Credit risks remain high due to the insufficient credit information and credit management mechanisms. The establishment of credit rating bureaus and sharing of credit information can enhance the mortgage market. Real estate data are typically limited to major cities. The house price indices of several countries have limited scope and are not regularly updated.

The huge informal sector in Asia often leads to ill-targeted housing programs. Given a large informal labor market, housing finance systems remain inaccessible to the majority of the population. In Indonesia, 74% of the labor force does not earn documented and stable wages. In the Philippines, the need to show income tax return to secure loans limits potential applicants to just 6 million out of 55 million.

Conclusion
Asia missed the house price boom because of the Asian crisis. The crisis caused high interest rates, an economic slowdown, and a property crash, reducing consumer willingness to take on housing debt. High default rates in portfolios discouraged banks from lending. So in the worst affected markets, there was neither supply nor demand for mortgages.
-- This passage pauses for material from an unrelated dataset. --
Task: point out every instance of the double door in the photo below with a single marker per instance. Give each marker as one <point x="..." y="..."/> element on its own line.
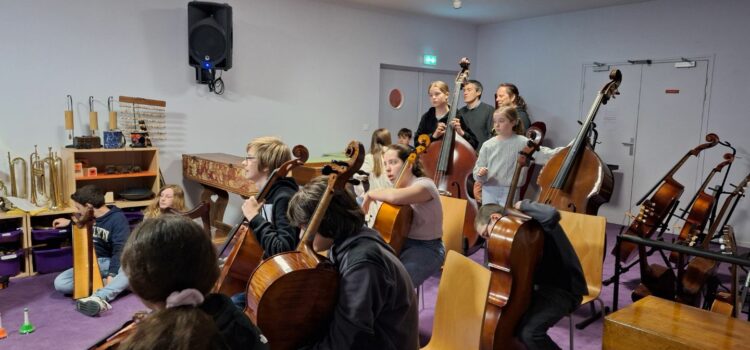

Now signs of change are everywhere. Asia’s property markets are now growing, and banks are willing lenders of mortgage loans around the region. In some countries, the long period during which loans were effectively unavailable means that supply is low, and rents are relatively high, leading to good rental investment returns for investors.

The worry is all in the other direction – will Asia’s housing market heat up too much?

There are still structural challenges hounding Asia’s real estate and mortgage markets. Yet almost a decade after the Asian crisis, the enormous potential of the Asian housing markets, their size, population, rate of economic growth and urbanization, are ripe for the picking.